Axe B : l'adolescence et les stigmates liés au statut socioéconomique

Cinq décennies de recherche ont démontré que les jeunes de toutes les classes sociales entretiennent des perceptions négatives à l'égard des personnes défavorisées. Ce que nous connaissons moins, toutefois, c'est le mode d'intériorisation de ces jugements subjectifs par l'enfant. Ainsi, deux projets de recherche distincts permettront une meilleure compréhension de la façon dont les perceptions liées à la pauvreté influencent le comportement et le rendement scolaire des jeunes défavorisés et de clarifier les liens entre ces perceptions et le cycle de l'infériorité économique. Ces projets permettront en outre de mieux comprendre pourquoi et comment l'importance de ces perceptions surpasse souvent celle de l'évaluation objective du statut socioéconomique d'une personne.

Le premier de ces deux projets sera centré sur la conception d'un outil de mesure de la perception qualitative du statut socio-économique par les adolescents. L'envergure et la durée de ce projet, qui couvrira trois sites de recherche situés au Canada et aux États-Unis, favorisera une validation accrue de cette mesure prise sur un groupe d'adolescents plus diversifié, selon une approche longitudinale mixte. Quant au second projet, centré sur la mesure des perceptions des adolescents face au milieu et au contexte de vie des personnes, il cherchera à expliquer l'effet de ces perceptions et d'identifier comment les facteurs individuels des ados se conjuguent avec elles, afin de mieux prédire les effets sur leur rendement scolaire et de faciliter les ajustements psychosociaux nécessaires.
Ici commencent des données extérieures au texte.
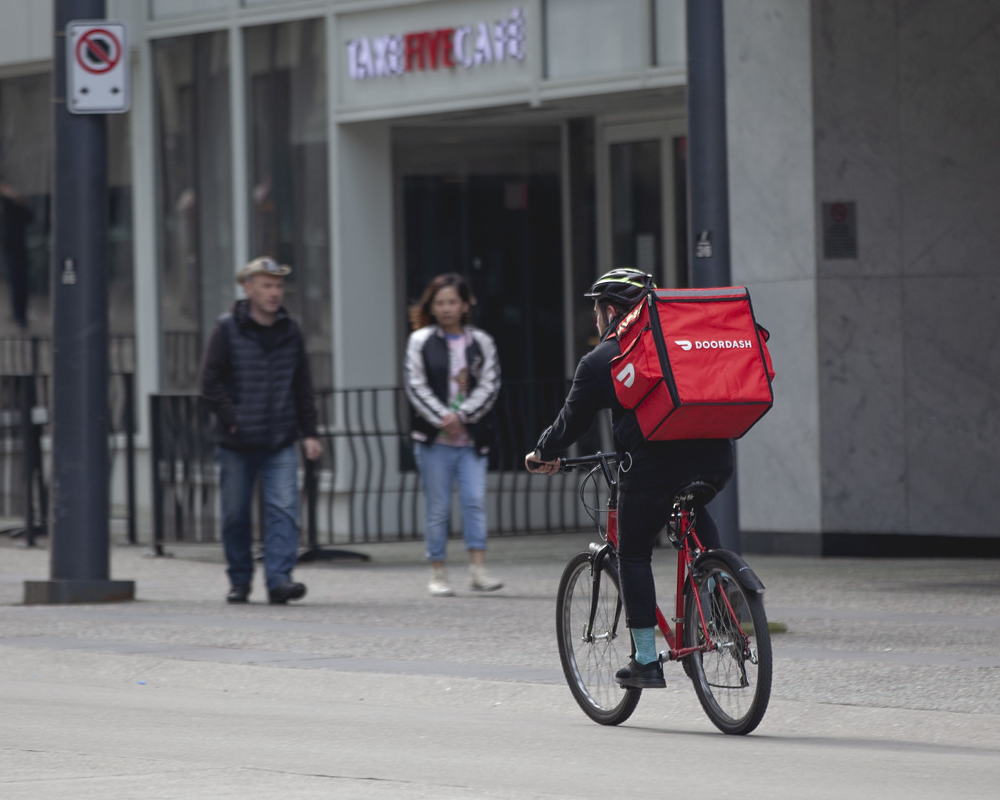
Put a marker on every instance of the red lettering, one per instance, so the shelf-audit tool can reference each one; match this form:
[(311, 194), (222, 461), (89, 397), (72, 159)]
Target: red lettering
[(415, 50), (440, 47)]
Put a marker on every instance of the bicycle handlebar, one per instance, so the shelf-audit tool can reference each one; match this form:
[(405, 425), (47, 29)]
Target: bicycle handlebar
[(570, 464)]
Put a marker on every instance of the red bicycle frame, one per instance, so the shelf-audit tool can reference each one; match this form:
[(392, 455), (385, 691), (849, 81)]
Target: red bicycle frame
[(685, 541)]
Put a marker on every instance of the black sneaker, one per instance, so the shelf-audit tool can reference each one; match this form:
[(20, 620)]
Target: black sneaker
[(641, 676), (239, 593), (284, 592)]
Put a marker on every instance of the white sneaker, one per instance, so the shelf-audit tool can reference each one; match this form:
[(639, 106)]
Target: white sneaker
[(482, 580), (439, 586)]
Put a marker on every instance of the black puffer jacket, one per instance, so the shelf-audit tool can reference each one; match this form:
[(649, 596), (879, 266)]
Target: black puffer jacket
[(256, 381), (654, 464)]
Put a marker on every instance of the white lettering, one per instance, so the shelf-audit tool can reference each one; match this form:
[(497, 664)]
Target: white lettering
[(515, 35), (388, 55), (626, 376), (483, 52), (463, 54), (472, 45), (717, 344)]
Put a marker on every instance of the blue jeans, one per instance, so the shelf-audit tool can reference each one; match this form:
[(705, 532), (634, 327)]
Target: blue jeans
[(278, 473), (440, 467)]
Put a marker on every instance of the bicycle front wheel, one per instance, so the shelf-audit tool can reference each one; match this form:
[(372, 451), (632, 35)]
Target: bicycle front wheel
[(732, 675), (592, 650)]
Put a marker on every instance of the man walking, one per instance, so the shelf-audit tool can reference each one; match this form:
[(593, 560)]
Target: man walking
[(255, 377)]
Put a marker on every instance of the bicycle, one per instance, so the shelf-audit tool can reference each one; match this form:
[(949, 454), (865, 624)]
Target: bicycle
[(720, 632)]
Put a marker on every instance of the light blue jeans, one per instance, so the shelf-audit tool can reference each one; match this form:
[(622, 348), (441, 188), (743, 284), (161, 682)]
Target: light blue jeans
[(441, 467), (278, 473)]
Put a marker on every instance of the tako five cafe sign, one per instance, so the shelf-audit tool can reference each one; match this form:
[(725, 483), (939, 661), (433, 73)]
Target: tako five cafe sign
[(461, 47)]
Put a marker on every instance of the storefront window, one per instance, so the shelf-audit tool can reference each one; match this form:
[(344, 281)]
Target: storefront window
[(121, 284), (25, 204), (195, 195), (289, 209), (26, 148)]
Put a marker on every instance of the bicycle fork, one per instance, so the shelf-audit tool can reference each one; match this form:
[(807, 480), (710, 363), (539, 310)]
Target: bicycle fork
[(598, 558)]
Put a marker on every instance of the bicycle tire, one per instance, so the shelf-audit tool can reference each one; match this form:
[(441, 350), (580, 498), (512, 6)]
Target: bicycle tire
[(733, 680), (590, 666)]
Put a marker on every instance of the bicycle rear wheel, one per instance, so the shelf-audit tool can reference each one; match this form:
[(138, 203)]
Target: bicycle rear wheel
[(590, 662), (733, 679)]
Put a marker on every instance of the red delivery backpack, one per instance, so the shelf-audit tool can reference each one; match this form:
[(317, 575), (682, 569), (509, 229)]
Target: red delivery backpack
[(694, 364)]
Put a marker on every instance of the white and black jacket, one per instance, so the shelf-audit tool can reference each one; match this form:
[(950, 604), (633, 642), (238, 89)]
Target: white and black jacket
[(427, 375)]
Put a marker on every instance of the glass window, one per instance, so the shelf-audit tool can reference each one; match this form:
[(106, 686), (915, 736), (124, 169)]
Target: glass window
[(160, 9), (26, 146), (290, 219), (195, 196), (594, 37), (121, 287), (486, 203)]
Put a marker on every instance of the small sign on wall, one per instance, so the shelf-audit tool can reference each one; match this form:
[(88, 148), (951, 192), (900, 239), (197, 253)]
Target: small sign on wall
[(840, 230)]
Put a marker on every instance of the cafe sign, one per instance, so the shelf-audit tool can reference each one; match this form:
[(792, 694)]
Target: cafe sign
[(469, 46)]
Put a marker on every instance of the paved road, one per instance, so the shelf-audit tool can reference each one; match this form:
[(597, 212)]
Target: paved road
[(887, 684)]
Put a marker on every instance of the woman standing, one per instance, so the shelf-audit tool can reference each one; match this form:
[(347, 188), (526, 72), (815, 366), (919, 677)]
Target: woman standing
[(452, 381)]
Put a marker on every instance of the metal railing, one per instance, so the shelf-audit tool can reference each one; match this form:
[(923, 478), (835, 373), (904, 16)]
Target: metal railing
[(365, 488), (25, 431)]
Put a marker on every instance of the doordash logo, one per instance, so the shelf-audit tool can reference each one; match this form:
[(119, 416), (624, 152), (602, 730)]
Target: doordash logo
[(465, 46), (627, 376)]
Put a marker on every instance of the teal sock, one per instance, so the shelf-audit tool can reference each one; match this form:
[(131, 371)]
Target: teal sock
[(645, 645)]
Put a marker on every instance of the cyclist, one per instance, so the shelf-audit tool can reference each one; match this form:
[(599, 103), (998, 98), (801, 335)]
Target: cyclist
[(650, 476)]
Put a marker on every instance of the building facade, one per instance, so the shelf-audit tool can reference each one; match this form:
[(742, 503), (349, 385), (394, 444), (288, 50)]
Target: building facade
[(532, 144)]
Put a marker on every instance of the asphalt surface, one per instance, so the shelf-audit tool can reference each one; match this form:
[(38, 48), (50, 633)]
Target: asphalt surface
[(887, 684)]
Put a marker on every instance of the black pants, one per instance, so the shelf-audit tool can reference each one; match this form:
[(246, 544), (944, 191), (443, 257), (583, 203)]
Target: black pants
[(642, 513)]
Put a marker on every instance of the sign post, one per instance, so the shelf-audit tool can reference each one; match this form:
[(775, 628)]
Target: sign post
[(87, 72), (97, 74), (708, 177)]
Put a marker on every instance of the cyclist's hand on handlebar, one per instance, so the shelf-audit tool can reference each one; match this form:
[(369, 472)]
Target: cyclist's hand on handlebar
[(534, 464)]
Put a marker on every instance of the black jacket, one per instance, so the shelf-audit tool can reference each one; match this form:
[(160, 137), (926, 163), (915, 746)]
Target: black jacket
[(257, 382), (654, 464)]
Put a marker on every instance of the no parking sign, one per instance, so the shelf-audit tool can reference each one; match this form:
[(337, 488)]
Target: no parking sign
[(97, 70)]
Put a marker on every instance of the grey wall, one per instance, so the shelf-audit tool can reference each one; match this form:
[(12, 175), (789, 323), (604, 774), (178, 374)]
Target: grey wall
[(770, 130), (907, 126)]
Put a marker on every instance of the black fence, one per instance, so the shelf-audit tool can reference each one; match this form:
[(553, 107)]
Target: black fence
[(25, 433), (365, 487)]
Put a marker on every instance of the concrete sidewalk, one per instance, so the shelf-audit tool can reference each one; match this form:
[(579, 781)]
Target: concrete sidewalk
[(371, 688)]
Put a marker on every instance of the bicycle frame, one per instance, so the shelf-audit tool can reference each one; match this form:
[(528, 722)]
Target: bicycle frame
[(686, 542), (688, 546), (718, 632)]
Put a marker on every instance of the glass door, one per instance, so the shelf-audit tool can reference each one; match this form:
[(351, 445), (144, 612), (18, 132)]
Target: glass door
[(642, 198)]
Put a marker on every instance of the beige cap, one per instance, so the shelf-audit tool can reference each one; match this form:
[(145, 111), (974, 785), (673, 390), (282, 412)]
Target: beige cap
[(264, 265)]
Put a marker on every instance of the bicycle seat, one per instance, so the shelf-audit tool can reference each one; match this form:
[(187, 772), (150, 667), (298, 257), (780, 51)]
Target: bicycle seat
[(696, 493)]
Axe C : les stigmates dans le quotidien des adolescents

Malgré une abondance de données sur les effets de la stigmatisation sur le bien-être et la santé mentale, peu de recherches se sont attardées à la description des processus qui expliquent ces effets au jour le jour. Également déployé en deux projets distincts, cet axe de recherche fait donc appel à des approches innovantes pour mieux comprendre cette influence sur le quotidien des personnes touchées. Le premier projet recensera l'utilisation des ressources et services publics par les personnes dont l'identité est stigmatisée, qui sont souvent lourdement désavantagées dans leurs rapports avec les institutions d'enseignement et de services sociaux. Jusqu'ici, assez peu de recherches ont visé une meilleure compréhension de la variation de ces expériences au fil de la vie des personnes touchées. Le second projet sera quant à lui centré sur les effets de la stigmatisation sur l'utilisation du temps au quotidien, en fonction de différents types d'identités stigmatisées. Si nous connaissons déjà bien les différences entre le bien-être et la santé générale des personnes homosexuelles et hétérosexuelles, la recherche n'a commencé que récemment à s'intéresser à la manière dont ces différences se traduisent en comportements chez l'individu.

S'appuyant sur de nombreuses collaborations à l'échelle nationale et internationale, ce programme de recherche se distingue notamment par la diversité des identités stigmatisées qui seront recensées. Cette diversité permettra de dégager des principes universels qui régissent les mécanismes expliquant les variations dans l'adaptation sociale et scolaire des jeunes stigmatisés, ainsi que les spécificités liées à ce type d’identité. Ces deux aspects sont importants pour aider les jeunes vulnérables, étendre et ajuster les théories reliées à la stigmatisation, identifier des pistes d’intervention et, dans une optique de prévention, élaborer des modules de sensibilisation et de formation pour les enseignants et les intervenants.

Membre du Groupe de recherche sur les inadaptations sociales de l'enfance (GRISE) de l'UdeS, la professeure Alexa Martin-Storey est chercheure à la Faculté d'éducation depuis 2013. La titulaire s'est maintes fois distinguée par la portée et les effets de ses recherches sur de nombreux types de stigmatisation (santé mentale, bien-être, santé physique, contexte familial), notamment sur les jeunes des minorités sexuelles.